# In Memory of Junior



## jeremywadejunior (Jul 11, 2012)

Junior was an amazing little guy. He was my first fish, and I absolutely fell in love with him. He taught me so much and provided much entertainment. He was curious, fearless, and as my mom put it, an absolute "riot". He jumped for fingers, came to visit me at the top of his tank when I called, guarded his bubble nests from the "fish in the mirror" with absolute bravery, and overall, was just an awesome fish and a wonderful companion. I very much adored his company.

He left me on December 22nd of 2012. My little river monster was never sick, to my knowledge, and I believe he went peacefully. I only had him for several months, but I spoiled that brilliant boy and treasured every moment with him. Stars that shine twice as bright shine for half as long.
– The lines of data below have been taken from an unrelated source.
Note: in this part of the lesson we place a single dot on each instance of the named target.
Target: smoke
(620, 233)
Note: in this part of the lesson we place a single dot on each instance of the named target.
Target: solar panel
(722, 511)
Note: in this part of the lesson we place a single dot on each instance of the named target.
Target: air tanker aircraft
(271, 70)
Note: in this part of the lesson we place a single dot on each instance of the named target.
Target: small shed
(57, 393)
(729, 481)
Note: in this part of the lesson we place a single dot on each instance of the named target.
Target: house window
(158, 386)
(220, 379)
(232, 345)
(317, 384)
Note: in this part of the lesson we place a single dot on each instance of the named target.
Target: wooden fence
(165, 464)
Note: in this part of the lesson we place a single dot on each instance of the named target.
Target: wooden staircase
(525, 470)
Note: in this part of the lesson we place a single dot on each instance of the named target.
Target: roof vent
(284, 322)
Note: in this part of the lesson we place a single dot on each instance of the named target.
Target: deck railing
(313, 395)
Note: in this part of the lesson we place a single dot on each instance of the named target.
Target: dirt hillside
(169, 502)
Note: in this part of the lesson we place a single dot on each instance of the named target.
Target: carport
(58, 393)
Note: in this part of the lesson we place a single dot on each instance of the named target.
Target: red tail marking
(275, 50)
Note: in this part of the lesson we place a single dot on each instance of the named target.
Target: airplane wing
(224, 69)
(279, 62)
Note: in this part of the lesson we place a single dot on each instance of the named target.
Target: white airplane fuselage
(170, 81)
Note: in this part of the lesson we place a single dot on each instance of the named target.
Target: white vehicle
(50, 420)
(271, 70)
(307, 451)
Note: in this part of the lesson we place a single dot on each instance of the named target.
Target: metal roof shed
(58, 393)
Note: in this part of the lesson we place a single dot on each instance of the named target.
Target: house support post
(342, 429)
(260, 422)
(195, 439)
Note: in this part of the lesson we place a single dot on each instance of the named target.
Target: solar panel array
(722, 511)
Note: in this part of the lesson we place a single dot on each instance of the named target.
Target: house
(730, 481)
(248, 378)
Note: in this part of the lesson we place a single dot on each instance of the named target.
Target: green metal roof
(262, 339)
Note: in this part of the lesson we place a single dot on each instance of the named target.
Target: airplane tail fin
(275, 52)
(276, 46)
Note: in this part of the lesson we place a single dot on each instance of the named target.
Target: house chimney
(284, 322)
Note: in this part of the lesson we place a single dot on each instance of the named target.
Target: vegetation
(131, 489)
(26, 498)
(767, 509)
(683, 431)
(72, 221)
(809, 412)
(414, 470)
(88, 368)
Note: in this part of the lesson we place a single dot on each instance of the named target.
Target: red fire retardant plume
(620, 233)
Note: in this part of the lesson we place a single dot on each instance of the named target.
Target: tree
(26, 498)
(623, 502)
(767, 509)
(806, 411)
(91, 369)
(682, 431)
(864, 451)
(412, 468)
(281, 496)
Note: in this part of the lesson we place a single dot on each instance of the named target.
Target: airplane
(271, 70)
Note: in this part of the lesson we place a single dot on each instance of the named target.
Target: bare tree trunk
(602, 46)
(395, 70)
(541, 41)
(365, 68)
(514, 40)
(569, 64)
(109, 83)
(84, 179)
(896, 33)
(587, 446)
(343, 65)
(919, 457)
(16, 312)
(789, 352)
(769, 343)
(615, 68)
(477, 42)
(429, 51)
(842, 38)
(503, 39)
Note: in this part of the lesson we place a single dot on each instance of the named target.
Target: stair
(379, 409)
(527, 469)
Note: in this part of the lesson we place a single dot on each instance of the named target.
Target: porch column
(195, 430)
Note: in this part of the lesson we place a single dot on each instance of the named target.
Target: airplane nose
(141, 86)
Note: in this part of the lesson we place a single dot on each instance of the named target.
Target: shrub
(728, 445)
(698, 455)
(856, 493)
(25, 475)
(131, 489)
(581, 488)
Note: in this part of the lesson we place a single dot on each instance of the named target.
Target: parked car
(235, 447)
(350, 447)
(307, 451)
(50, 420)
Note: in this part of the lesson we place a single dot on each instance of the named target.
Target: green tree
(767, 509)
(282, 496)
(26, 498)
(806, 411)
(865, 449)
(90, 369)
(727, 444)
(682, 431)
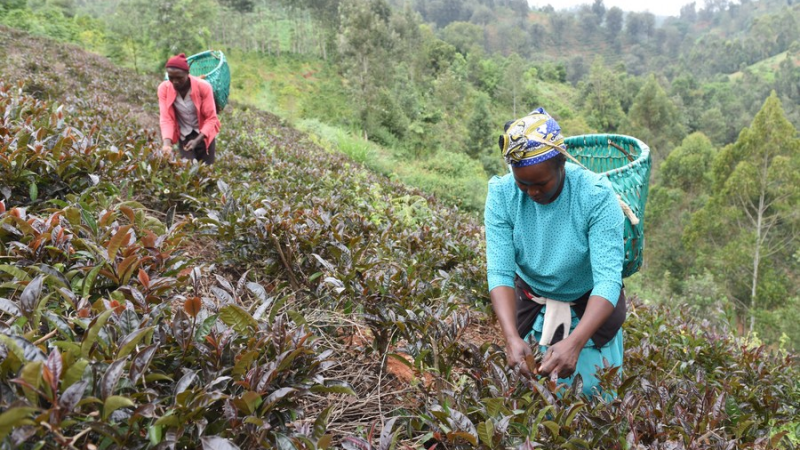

I'll never forget you, Junior.









Junior my stunning dragon-scale plakat. Swim in peace, baby. xoxo


----------



## BeautifulBetta123 (Aug 27, 2012)

Aww poor Junior Sip.


----------



## blu the betta (Dec 31, 2012)

mine died on the same day. swim in peace junior.


----------



## rubinthebetta (Oct 9, 2012)

Sip, little Junior.


----------



## eatmice2010 (Jan 1, 2013)

Sip


----------



## jeremywadejunior (Jul 11, 2012)

Thank you all.


----------



## SharkyTheBetta (Dec 29, 2012)

Swim in peace, Junior.


----------



## dramaqueen (Jul 7, 2008)

I'm so sorry about Junior. He was beautiful.


----------



## Hadoken Kitty (Jan 24, 2013)

SIP Junior. What a beautiful fish!


----------



## majesticstorm (Dec 8, 2012)

S.I.P Junior, you were beautiful.


----------



## eemmais (Oct 28, 2012)

He's such a gorgeous fish, and I know he enjoyed being your pet. swim in peace.


----------



## Kbud (Jan 28, 2013)

SIP, Junior. He sounded awesome! At least he went peacefully


----------